GPSを活用したシステムについて、教材ビデオの内容のまとめと補足。
教材6 宇宙と先端情報技術〜GPSの活用〜3時限目
教材仕様 Microsoft(R) Office PowerPoint(R)ファイルドキュメント (5枚)
内容 課題の提示と、発表方法の確認。
教材7 GPSの活用法を考えよう(記入例)
教材仕様 Microsoft(R) Office Word(R)教材:A4 1枚
内容 2時限目の後半、生徒が実際にGPSの活用法をグループ単位で考える際に参考にする。
・GPSの活用法を考える際のポイント整理
・例の提示
教材8 GPSの活用法を考えよう(記入用)
教材仕様 Microsoft(R) Office Word(R)教材:A4 1枚
内容 2時限目の後半、生徒が実際にGPSの活用法をグループ単位で考える際に参考にする。
・GPSの活用法を考える際のポイント整理
・アイデア記入欄
授業協力メンバー

授業実施担当者
1 時限目

独立行政法人宇宙航空研究開発機構
渡辺 勝巳
授業実施担当者
2・3時限目
独立行政法人宇宙航空研究
中川 人司
授業補助 NPO法人企業教育研究会
塩田 真吾
資料写真撮影 NPO法人企業教育研究会
石井 和恵
資料ビデオ撮影 NPO法人企業教育研究会
中島 隆洋
授業の感想 授業実施者
・ それぞれが持つノウハウを学校現場で授業をできる機会を利用して、宇宙教育の推進に役立てたい。
・ 教材ビデオがよくできていた。

担任の先生
・ 生徒は4月からアイデアを考えるという授業を行ってきたため、アイデアがよく出ていた。
・ (今回はコーディネーターとの打ち合わせが中心だったので)講師と教師の直接の打ち合わせが必要であろう。

生徒
・身近なものが例に出ていて、とても理解しやすかった。
・最初に(1時限目に)GPSについて学ぶ事によって、今後、どんなことができるようになりそうか、予想もできて、分かりやすかったと思う。
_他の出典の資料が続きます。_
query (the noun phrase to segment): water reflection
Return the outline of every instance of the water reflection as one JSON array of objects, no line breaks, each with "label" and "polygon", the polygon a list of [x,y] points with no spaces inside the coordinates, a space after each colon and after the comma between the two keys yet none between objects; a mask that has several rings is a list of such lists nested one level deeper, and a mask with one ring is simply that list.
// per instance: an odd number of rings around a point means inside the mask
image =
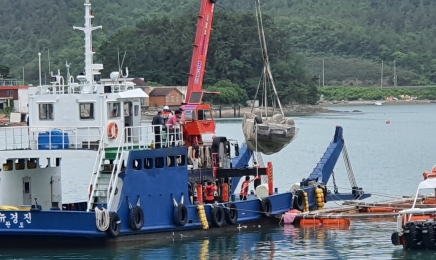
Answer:
[{"label": "water reflection", "polygon": [[[435,259],[436,251],[391,244],[393,222],[353,221],[351,228],[284,225],[102,249],[2,250],[2,259]],[[236,230],[236,229],[235,229]]]}]

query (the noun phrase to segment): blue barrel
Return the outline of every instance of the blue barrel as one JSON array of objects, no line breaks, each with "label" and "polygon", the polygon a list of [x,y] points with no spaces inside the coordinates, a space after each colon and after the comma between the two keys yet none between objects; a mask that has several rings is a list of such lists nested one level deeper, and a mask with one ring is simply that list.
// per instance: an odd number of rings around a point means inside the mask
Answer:
[{"label": "blue barrel", "polygon": [[49,150],[50,149],[50,134],[49,132],[38,134],[38,149]]},{"label": "blue barrel", "polygon": [[69,147],[70,140],[68,133],[52,130],[50,132],[39,133],[38,135],[39,150],[68,149]]}]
(活用法アイデアにつながった。)
・途中で絵やGPSやPCを使っての説明だったので、すんなり理解することができてわかりやすかった。
・興味を持っていても情報などが不確かな場合があるので、その道のプロが講師として来てくださるのは実感の湧き上がりが2倍・3倍と違ってくるのですごくいい経験になるので、是非次もこういった授業を受けたい。
・受動的な授業ではなく、いろいろ自分たちで考えたりして能動的に授業が展開していったこと(が普段の授業とは違った)。
・講師による授業では普段とちがい、くわしく説明してくれた。実演などがありわかりやすかった。
・宇宙規模の課題でとてもおもしろかった。
・普段の授業では学ぶことのできないことがたくさん体験できて、とても新鮮でした。

授業情報提供者
・体験を通してGPSの仕組みを学んだので、興味を持ちながら学ぶことができた。
・アイデアを人に見てほしいという気持ちが強く表れていたので、よい発表だった。

オブザーバ
・情報は社会と切り離しては学べないので、今回は正に社会とのつながりから授業が構成されていてよかった。
・先進技術を扱う部分がもっとほしかった。
・グループ活動で生徒の学び合いの姿が見られ、よかった。
・1時限後にGPSのしくみを簡単にまとめたA41枚くらいを配布することで理解深まる。
・教材が練られていた。教材ビデオの後のPPTでの反復説明で、理解度があがった。